Real Consumption Growth Remains Strong
As is the case with headline inflation, headline real consumption spending growth often is driven by volatile components that not always reflect the underlying strength of the economy. A core, or underlying, real consumption spending growth measure, therefore, would be really useful, and I do that by approximating such a core measure based on the weighted median across 177 components1 of headline real personal consumption expenditures (PCE). More specifically, the underlying consumption growth measure equals the growth rate of the real PCE component at the 50% percentile across growth rates of these 177 sub-components of headline real PCE.
The chart above focuses on three-month annualized consumption growth rates. Real consumption spending slowed significantly to 2% in January compared to 4.7% in December (upwardly revised from 4.4%). While December three-month consumption spending growth well overshot the corresponding median rate, in January it converged back to the underlying pace. This suggests that strong December spending mainly was concentrated in a relatively few categories, which got paired back going into 2025.

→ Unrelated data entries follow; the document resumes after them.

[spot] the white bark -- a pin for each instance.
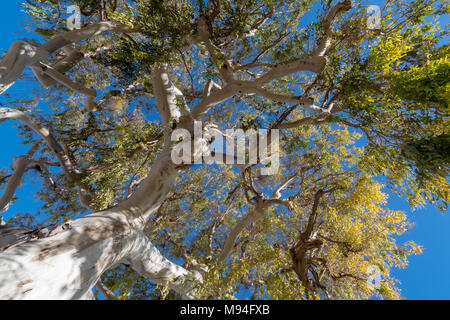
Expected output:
(69, 262)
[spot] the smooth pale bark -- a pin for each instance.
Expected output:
(22, 54)
(20, 164)
(70, 260)
(67, 262)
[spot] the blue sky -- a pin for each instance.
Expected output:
(428, 274)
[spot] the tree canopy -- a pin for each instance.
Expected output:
(361, 112)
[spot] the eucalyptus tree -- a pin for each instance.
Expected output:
(360, 99)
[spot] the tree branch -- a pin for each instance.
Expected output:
(151, 264)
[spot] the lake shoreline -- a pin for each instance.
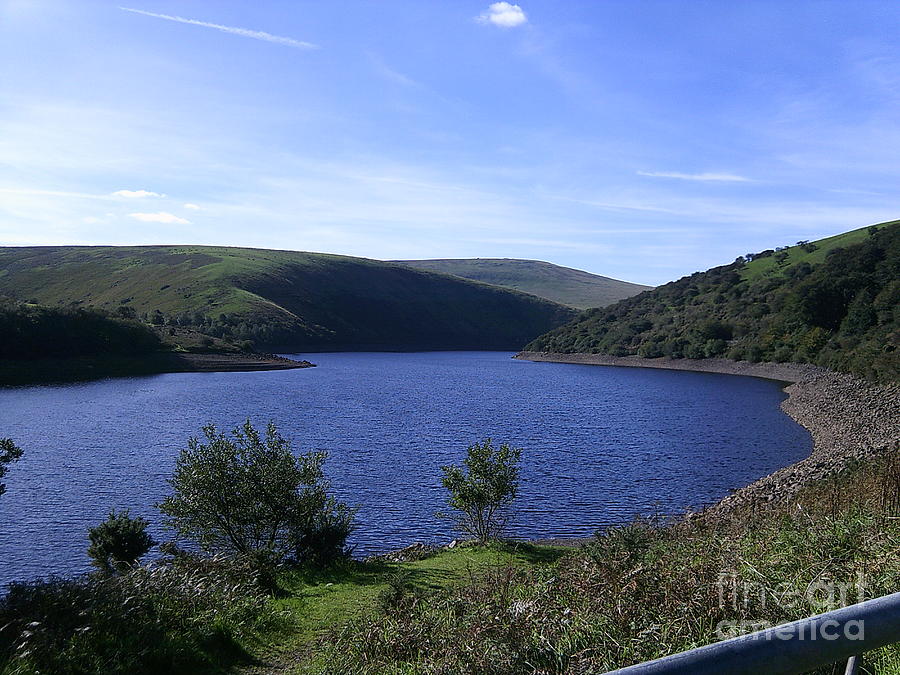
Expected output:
(46, 371)
(849, 419)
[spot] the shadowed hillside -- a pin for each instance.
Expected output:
(564, 285)
(833, 303)
(279, 299)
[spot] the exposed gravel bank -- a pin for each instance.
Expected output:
(849, 419)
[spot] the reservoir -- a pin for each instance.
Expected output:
(600, 444)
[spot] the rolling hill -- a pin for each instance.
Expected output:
(834, 303)
(564, 285)
(279, 299)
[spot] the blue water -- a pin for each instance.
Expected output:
(600, 444)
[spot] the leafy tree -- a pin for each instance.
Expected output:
(250, 495)
(118, 542)
(482, 491)
(9, 453)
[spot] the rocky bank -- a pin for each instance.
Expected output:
(849, 419)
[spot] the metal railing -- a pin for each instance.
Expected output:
(792, 648)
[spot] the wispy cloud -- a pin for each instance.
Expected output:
(51, 193)
(711, 177)
(243, 32)
(389, 73)
(503, 14)
(160, 217)
(136, 194)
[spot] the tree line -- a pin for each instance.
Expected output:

When discussing the December PCE report I noted in particular real car sales were strong in December, likely caused by growing fears that forthcoming tariff hikes could make items like cars notably more expensive and incentivizing households to pull forward these purchases. Indeed, comparing car sales volumes with a measure of trade policy uncertainty (based on Caldera et al. (JME, 2020)) suggests that was the case (chart above). Pulling forward spending on durable goods (like cars) only can last a limited time, however, given the price tickets and the long usages of these items. spending. This is what seems to have happened in January with car sales volumes dropping back to levels that prevailed before the rise in trade uncertainty.
But policy uncertainty, and trade policy uncertainty in particular, remained high in January and with households having to spend on pulled forward large ticket purchases it’s not surprising that households stepped back from spending and increased their savings as a precaution for more uncertain times. Of course, it didn’t help that wage income growth slowed as well in January.
The minor discrepancy between headline and median consumption growth on a three-month basis in January suggests that there shouldn’t be much more downward future correction in the pipeline for consumption growth. Indeed, as the chart above shows, on an annual basis headline still runs well above the median growth rate, with the latter remaining broadly stable since September. So as long as wage income growth remains solid, still healthy balance sheets and unspent accumulated excess pandemic savings should keep consumption growth from slowing too much.
Given the firming in underlying inflation rates the Fed will remain very cautious easing rates further in 2025. The apparent slowing in wage income growth closer to the medium-term inflation target pace should give the Fed comfort that at some point this year rate cuts could resume again. The slower medium-term wage income growth rate could very well bring spending growth back to more appropriate slower rates. However, many uncertainties remain, including uncertainty in how much spending and income in this report were impacted by temporary factors.
For a description of these 177 components, see Appendix A in the Dallas Fed trimmed mean PCE inflation working paper, where I use the corresponding real quantities instead of the price indices.